Julien Creuzet, Toute la distance de la mer, pour que les laments à huile des mancenilliers nous arrêtent les battements de cœur. — La pluie a rendu cela possible (…), 2018.
Photo : Aurélien Mole / Fondation d’entreprise Ricard

Il n’est d’ailleurs pas évident d’inscrire son travail dans un champ référentiel précis. Si l’usage symbolique de certains objets peut rappeler les procédés d’artistes ayant travaillé sur l’identité africaine-américaine ou les questions postcoloniales comme David Hammons, Rashid Johnson ou Kapwani Kiwanga, sa pratique de l’assemblage mêlant productions sculpturales plus ou moins brutes, biens de consommation, vidéo, poésie et fiction tend à le rapprocher sur certains points d’artistes aux préoccupations a priori fort éloignées comme David Douard, Sarah Tritz ou Paul Maheke. Quoiqu’il en soit et sans chercher à trancher sur les filiations, Julien Creuzet déploie patiemment ses récits complexes en mettant en œuvre un appareillage théorique et formel qui ne cesse de chercher à produire, comme dans tout processus de créolisation, de l’inattendu.

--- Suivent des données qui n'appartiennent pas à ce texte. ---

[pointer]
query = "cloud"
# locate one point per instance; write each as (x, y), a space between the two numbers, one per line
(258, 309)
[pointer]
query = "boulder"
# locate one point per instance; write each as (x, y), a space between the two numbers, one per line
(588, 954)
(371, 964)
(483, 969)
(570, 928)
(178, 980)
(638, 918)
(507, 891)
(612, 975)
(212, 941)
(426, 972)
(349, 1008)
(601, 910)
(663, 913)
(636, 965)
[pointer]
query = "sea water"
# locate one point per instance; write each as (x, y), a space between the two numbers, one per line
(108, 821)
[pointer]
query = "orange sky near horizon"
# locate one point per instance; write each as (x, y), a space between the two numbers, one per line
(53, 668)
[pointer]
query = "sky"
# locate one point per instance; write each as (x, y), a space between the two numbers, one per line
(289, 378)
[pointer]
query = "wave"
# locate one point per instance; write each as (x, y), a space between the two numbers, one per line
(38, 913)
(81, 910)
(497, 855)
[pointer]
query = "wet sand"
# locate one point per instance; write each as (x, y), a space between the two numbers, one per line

[1] Walter Benjamin, « Le Conteur, réflexions sur l’œuvre de Nicolas Leskov » (1936), œuvres III,

Paris, Folio/Essais, Gallimard, 2000, p. 115.

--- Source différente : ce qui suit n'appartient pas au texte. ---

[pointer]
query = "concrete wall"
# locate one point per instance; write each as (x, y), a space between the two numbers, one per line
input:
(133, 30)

[2] Claude Lévi-Strauss, La Pensée sauvage, Paris, Plon, 1962, p. 36.

[3] Ibid, p.34.

(Image en une : Julien Creuzet, La pluie a rendu cela possible depuis le morne en colère,
la montagne est restée silencieuse. Des impacts de la guerre, des gouttes missile. Après tout cela, peut-être que le volcan protestera à son tour. — Toute la distance de la mer (…), 2018. Photo : Aurélien Mole / Bétonsalon – Centre d’art et de recherche.)